In total, more than a quarter of the Korean population in South Africa may consist of students or family members who moved to the country primarily to give their children the opportunity for an English-language education. Basic school costs are higher than those in South Korea, but conversely South Korean expatriates in South Africa can spend less on private cram schools, instead allowing their children to take advantage of a broader range of after-school activities. However, South Korean children who have gone through the more relaxed South African educational system sometimes find it difficult to adjust to the fast pace and high demands of schooling once they return to their native country.

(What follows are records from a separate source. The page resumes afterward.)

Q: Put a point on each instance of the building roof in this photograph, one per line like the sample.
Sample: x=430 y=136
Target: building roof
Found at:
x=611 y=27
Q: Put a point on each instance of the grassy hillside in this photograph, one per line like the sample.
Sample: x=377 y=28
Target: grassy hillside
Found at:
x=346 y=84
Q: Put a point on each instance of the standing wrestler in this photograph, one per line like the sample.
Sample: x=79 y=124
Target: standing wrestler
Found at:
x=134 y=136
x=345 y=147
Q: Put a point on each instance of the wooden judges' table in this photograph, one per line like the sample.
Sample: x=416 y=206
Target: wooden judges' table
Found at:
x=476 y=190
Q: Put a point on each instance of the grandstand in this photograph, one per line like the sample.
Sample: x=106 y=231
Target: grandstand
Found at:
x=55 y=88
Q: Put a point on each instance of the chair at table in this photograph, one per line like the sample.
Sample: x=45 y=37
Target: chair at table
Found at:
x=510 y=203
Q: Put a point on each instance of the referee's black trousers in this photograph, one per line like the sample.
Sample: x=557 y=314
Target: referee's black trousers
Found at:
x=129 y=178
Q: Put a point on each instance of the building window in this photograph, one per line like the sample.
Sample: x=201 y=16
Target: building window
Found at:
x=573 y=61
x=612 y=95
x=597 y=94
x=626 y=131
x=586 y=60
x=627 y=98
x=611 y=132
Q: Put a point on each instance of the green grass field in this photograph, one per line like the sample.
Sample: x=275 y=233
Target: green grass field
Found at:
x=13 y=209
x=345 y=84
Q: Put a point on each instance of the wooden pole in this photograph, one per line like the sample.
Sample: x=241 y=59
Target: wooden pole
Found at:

Koreans in South Africa have also established three weekend schools to educate their children in Korean language and culture. The Johannesburg Hangul School was the earliest; it was founded in March 1992 by Jeong Eun-il, who continues to serve as principal. It employed 14 teachers and enrolled 14 kindergarteners, 55 elementary school students, and 13 middle school students. The next school was the Pretoria Hangul School, founded in February 1995 by Choe Jong-o; it shares facilities with the Lynnwood Dutch Reformed Church. It has 8 teachers, 13 kindergarteners, 26 elementary school students, and 7 middle school students. Finally, the Cape Town Hangul School was founded in 2001 by the Mariners' Church (외항선교회). It is the smallest of the three Korean schools, but also the only one with a high school division; it enrols 9 kindergarteners, 12 elementary school students, 3 middle school students, and 6 high school students. There are also some Koreans studying in Rhodes University.

==Religion==
There are eight Korean churches in South Africa, staffed by pastors sent from parent churches in South Korea. Aside from their religious functions, they often serve as community centres for Korean migrants and expatriates. Most are Protestant, but a Korean Catholic Church also opened in Glenferness, Johannesburg in 2009. At the end of 2006, there were 79 South Korean Christian missionary families and 16 individual South Korean missionaries in South Africa totalling 174 people, making up nearly 70% of all South Korean missionaries in southern Africa. Most South Korean churches and organisations began their activities in South Africa in the 1980s and 1990s. There are also six Korean Buddhist temples in the country.

==Community relations==
Crime in South Africa has not left the Korean community untouched; one widely reported case was the 1999 murder of Kwon Yong-koo, the president of Daewoo Motor South Africa, in the driveway of his home in Johannesburg. He was found there in his car the following morning. However, this was suspected to be a targeted killing rather than a random carjacking attempt. At one point, prosecutors even claimed to have evidence implicating a Zimbabwean businessman with close ties to Robert Mugabe in the killing. In 2007, a Korean woman was found dead in her Cape Town home with her hands and feet bound with rope. No Koreans were victimised during the May 2008 anti-immigrant violence.